PAN ke Djarot soal Anak-Mantu Disiapkan Politik Praktis: Nggak Ada yang Salah

Sedang Trending 1 minggu yang lalu

Jakarta -

Wasekjen Partai Amanat Nasional (PAN) Fikri Yasin merespons pernyataan Ketua DPP PDI Perjuangan Djarot Saiful Hidayat yang menyebut baru di era sekarang seorang pemimpin menyiapkan anak, menantu bahkan cucu terlibat dalam politik praktis. Fikri mengatakan tak ada yang salah mengenai itu.

"Sebetulnya nggak ada yang salah kalau orang tua menyiapkan generasi berikutnya untuk masuk dalam dunia politik sepanjang anak-anak tersebut mumpuni," kata Fikri kepada wartawan, Kamis (11/7/2025).

Fikri mengatakan sepanjang seorang anak atau menantu mumpuni untuk menjalankan amanah maka hal itu tak masalah. nan terpenting, lanjutnya, saat memimpin dia paham untuk mengambil kebijakan.

ADVERTISEMENT

SCROLL TO CONTINUE WITH CONTENT

"Artinya disiapkan kapasitasnya supaya pada saat memimpin dia faham dengan kebijakan," ujar Fikri.

Djarot sebelumnya mengatakan baru di era saat ini seorang menantu hingga anak dari pemimpin negara disiapkan untuk kontestasi di dunia politik. Hal ini menindaklanjuti pengusungan Wali Kota Medan, Bobby Nasution, di pemilihan gubernur Sumatera Utara.

"Untuk Sumut kembali lagi, apakah kita membangun sistem demokrasi dengan pendidikan politik Bobby dibiarkan melawan kotak kosong? Melawan kotak kosong atau tidak tergantung PDI Perjuangan. Sambil ini kita melihat sejarah yang perlu dicatat sejarah perpolitikan yang perlu kita catat bersama," kata Djarot kepada wartawan di kompleks parlemen, Senayan, Jakarta Pusat, Kamis (11/7/2024).
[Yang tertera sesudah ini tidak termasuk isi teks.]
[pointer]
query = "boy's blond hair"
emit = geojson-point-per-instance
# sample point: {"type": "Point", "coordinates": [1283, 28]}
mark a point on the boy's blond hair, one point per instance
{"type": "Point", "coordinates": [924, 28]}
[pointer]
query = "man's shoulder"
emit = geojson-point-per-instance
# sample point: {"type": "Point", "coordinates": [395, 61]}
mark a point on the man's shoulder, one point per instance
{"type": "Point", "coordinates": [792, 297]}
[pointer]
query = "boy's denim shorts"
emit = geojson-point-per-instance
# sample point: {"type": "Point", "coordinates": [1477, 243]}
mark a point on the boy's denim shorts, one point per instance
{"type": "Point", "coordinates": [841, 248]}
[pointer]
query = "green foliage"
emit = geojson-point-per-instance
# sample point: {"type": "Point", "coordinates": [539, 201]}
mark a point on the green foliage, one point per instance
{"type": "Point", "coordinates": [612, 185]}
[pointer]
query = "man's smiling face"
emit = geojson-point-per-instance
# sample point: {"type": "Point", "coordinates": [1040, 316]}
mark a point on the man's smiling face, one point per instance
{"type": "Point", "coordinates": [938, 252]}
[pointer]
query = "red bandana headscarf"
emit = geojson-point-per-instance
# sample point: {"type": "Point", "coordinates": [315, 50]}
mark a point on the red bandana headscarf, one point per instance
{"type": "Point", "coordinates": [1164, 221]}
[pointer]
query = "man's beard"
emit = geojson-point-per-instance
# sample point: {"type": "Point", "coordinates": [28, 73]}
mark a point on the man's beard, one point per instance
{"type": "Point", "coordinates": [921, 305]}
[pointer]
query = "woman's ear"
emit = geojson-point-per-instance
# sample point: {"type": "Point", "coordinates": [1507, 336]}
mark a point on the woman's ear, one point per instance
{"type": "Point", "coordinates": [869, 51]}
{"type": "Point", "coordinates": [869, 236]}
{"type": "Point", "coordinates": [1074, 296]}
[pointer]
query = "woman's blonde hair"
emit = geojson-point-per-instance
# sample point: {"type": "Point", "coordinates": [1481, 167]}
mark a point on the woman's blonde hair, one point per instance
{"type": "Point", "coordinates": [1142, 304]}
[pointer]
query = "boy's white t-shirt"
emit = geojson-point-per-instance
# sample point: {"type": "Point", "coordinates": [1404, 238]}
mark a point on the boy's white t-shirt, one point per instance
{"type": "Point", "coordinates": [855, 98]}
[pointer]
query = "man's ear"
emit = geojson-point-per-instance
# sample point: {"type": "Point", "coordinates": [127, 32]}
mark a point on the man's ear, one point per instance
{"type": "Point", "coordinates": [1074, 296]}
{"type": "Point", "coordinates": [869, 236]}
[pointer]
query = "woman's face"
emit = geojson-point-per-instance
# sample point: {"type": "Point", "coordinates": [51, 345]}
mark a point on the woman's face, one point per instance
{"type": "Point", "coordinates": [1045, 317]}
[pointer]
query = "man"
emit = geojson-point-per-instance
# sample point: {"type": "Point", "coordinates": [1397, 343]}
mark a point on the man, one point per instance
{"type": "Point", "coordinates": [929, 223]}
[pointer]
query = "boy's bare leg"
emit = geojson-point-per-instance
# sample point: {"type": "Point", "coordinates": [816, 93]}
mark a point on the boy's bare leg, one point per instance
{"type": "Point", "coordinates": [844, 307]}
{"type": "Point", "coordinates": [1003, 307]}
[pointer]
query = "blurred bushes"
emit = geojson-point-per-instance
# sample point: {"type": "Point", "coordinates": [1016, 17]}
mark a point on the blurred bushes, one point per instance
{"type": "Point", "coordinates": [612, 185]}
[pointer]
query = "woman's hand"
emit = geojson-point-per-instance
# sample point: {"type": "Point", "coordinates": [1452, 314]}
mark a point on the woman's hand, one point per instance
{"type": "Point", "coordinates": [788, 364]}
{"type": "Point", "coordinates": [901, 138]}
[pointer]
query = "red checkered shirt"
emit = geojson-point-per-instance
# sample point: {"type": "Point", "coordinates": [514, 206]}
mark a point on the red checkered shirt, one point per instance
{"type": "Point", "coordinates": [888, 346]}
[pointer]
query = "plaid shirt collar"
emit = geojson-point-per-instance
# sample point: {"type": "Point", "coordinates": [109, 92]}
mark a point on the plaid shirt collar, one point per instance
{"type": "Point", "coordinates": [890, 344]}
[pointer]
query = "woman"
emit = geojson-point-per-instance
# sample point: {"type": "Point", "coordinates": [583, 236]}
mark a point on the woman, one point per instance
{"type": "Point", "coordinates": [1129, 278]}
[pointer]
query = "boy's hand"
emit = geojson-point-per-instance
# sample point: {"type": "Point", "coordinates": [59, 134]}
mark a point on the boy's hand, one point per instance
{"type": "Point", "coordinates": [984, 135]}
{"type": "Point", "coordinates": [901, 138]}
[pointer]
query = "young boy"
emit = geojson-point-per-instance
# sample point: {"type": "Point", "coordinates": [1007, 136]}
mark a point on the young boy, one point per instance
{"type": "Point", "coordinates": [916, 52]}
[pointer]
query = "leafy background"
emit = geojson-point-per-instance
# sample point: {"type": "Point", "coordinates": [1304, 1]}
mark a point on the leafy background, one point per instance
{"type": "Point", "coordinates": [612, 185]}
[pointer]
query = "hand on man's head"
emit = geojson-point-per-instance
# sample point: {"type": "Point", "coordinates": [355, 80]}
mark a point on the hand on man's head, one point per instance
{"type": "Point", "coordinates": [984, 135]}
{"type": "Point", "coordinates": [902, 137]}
Djarot mengatakan hanya di era ini anak, menantu bahkan mungkin cucu seorang pemimpin negara disiapkan dalam politik praktis. Menurutnya hal ini tak pernah dilakukan oleh mantan-mantan presiden RI sebelumnya.

"Sejak masa Pak Jokowi inilah ya, anak-anak dan menantu sama keluarga terdekatnya itu terlibat aktif di dalam politik," ujar Djarot.
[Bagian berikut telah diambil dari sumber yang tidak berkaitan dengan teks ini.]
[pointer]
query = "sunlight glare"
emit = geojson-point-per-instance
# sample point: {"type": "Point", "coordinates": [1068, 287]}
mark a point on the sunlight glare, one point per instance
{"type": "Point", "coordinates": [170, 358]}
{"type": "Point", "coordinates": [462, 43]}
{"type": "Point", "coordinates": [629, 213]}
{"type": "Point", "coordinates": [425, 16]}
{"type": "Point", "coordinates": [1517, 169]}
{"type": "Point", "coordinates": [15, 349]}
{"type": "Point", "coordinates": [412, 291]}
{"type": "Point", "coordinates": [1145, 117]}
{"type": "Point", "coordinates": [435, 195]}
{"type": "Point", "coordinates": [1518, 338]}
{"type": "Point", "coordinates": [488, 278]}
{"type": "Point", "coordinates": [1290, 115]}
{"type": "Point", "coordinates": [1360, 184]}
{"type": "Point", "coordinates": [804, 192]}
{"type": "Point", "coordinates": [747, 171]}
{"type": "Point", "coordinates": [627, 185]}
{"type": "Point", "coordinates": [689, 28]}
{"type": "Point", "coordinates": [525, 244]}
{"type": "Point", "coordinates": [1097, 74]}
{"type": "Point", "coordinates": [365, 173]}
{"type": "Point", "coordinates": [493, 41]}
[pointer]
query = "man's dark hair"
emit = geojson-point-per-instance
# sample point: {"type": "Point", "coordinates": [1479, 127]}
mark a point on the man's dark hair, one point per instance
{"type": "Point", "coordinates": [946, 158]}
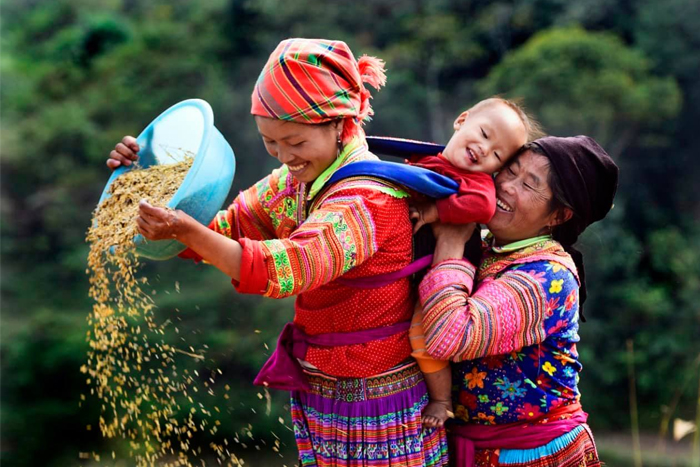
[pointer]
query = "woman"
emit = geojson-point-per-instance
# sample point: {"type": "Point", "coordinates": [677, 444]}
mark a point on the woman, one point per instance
{"type": "Point", "coordinates": [357, 396]}
{"type": "Point", "coordinates": [513, 335]}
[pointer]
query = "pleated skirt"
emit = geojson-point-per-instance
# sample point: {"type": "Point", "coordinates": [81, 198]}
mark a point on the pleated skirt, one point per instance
{"type": "Point", "coordinates": [574, 449]}
{"type": "Point", "coordinates": [375, 421]}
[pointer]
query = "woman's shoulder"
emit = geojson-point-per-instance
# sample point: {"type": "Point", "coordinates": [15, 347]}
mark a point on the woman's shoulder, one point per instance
{"type": "Point", "coordinates": [545, 259]}
{"type": "Point", "coordinates": [365, 185]}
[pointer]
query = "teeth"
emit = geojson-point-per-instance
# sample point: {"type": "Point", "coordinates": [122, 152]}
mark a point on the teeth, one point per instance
{"type": "Point", "coordinates": [295, 168]}
{"type": "Point", "coordinates": [503, 205]}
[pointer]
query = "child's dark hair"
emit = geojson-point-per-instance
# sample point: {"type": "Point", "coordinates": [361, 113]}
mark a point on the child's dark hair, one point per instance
{"type": "Point", "coordinates": [532, 126]}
"Sejak Presiden Sukarno, Bung Karno, Pak Harto, Habibie, Gus Dur, Bu Mega, Pak SBY, baru kali ini. Mulai dari anaknya, menantunya, mungkin cucunya, mungkin saudaranya akan disiapkan. Di dalam demokrasi prosedural, oke boleh. Tapi di dalam demokrasi, di dalam politik itu ada etika, ada moral," tambahnya.

Lebih lanjut, Djarot menyebut PDIP akan mendengarkan aspirasi dari rakyat terkait pengusungan sosok di Pilgub Sumatera Utara. Djarot menyinggung nama mantan Gubernur Sumatera Utara Edy Rahmayadi hingga mantan Bupati Tapanuli Utara Nikson Nababan sebagai bahan pertimbangan.

"Suara semut yang kita itu kemudian disalurkan masyarakat yang disalurkan melalui PDI Perjuangan ada beberapa, ada Pak Edy Rahmayadi masuk di situ, ada Nikson Nababan masih di situ, kita juga punya banyak stok, ada akademisi, tokoh," imbuhnya.